May 20, 2008
Self-repairing aircraft can improve aviation safety
High end cars from BMW, Merc etc. already have self healing tires so it too far-fetched to imagine self-healing aircrafts? Mimicking the healing processes found in nature, it may be possible to design lighter airplanes in future. This would lead to fuel savings, cutting costs for airlines and passengers and reducing carbon emissions. The technique works like this. If a tiny hole/crack appears in the aircraft (e.g. due to wear and tear, fatigue, a stone striking the plane etc), epoxy resin would ‘bleed’ from embedded vessels near the hole/crack and quickly seal it up, restoring structural integrity. By mixing dye into the resin, any ‘self-mends’ could be made to show as colored patches that could easily be pinpointed during subsequent ground inspections, and a full repair carried out if necessary.

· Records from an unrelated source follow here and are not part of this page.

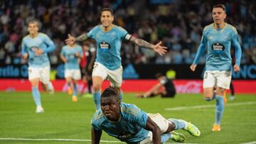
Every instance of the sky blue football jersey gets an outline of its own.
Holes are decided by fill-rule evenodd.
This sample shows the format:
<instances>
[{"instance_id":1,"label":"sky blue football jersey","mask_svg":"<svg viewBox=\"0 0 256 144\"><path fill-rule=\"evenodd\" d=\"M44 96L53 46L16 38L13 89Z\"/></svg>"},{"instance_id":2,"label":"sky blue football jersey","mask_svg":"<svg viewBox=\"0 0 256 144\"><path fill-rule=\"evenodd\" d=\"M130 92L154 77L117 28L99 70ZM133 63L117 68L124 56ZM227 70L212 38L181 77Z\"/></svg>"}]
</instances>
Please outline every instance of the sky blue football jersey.
<instances>
[{"instance_id":1,"label":"sky blue football jersey","mask_svg":"<svg viewBox=\"0 0 256 144\"><path fill-rule=\"evenodd\" d=\"M138 143L147 138L149 131L144 129L147 114L134 104L121 103L121 118L118 122L107 119L101 110L93 116L93 128L103 130L108 135L126 143Z\"/></svg>"},{"instance_id":2,"label":"sky blue football jersey","mask_svg":"<svg viewBox=\"0 0 256 144\"><path fill-rule=\"evenodd\" d=\"M78 58L75 56L78 52L82 57L82 47L79 45L75 45L73 48L69 45L62 48L60 54L68 59L68 62L65 63L65 70L80 70Z\"/></svg>"},{"instance_id":3,"label":"sky blue football jersey","mask_svg":"<svg viewBox=\"0 0 256 144\"><path fill-rule=\"evenodd\" d=\"M96 40L96 62L111 70L120 67L122 40L129 40L132 37L126 30L114 25L110 31L104 32L102 25L98 25L87 33L87 36Z\"/></svg>"},{"instance_id":4,"label":"sky blue football jersey","mask_svg":"<svg viewBox=\"0 0 256 144\"><path fill-rule=\"evenodd\" d=\"M36 55L34 52L38 49L42 49L43 53ZM43 67L50 65L50 61L47 55L48 52L52 52L55 49L53 40L45 33L38 33L35 38L31 38L29 35L24 37L22 40L21 53L28 54L28 65L35 67Z\"/></svg>"},{"instance_id":5,"label":"sky blue football jersey","mask_svg":"<svg viewBox=\"0 0 256 144\"><path fill-rule=\"evenodd\" d=\"M235 27L228 23L225 23L224 28L220 30L216 30L213 24L204 28L193 63L198 63L201 55L206 49L206 70L232 70L231 45L235 50L235 64L240 66L241 60L242 50L239 44L238 32Z\"/></svg>"}]
</instances>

This technology has been developed by aerospace engineers at Bristol University, with funding from the Engineering and Physical Sciences Research Council (EPSRC). It has prospective to be applied wherever fiber-reinforced polymer (FRP) composites are used.
“This project represents just the first step”, says Ian Bond. “We’re also developing systems where the healing agent isn’t contained in individual glass fibers but actually moves around as part of a fully integrated vascular network, just like the circulatory systems found in animals and plants. Such a system could have its healing agent refilled or replaced and could repeatedly heal a structure throughout its lifetime. Furthermore, it offers potential for developing other biological-type functions in man-made structures, such as controlling temperature or distributing energy sources.”
The new self-repair technique developed by the current EPSRC-funded project could be available for commercial use within around four years.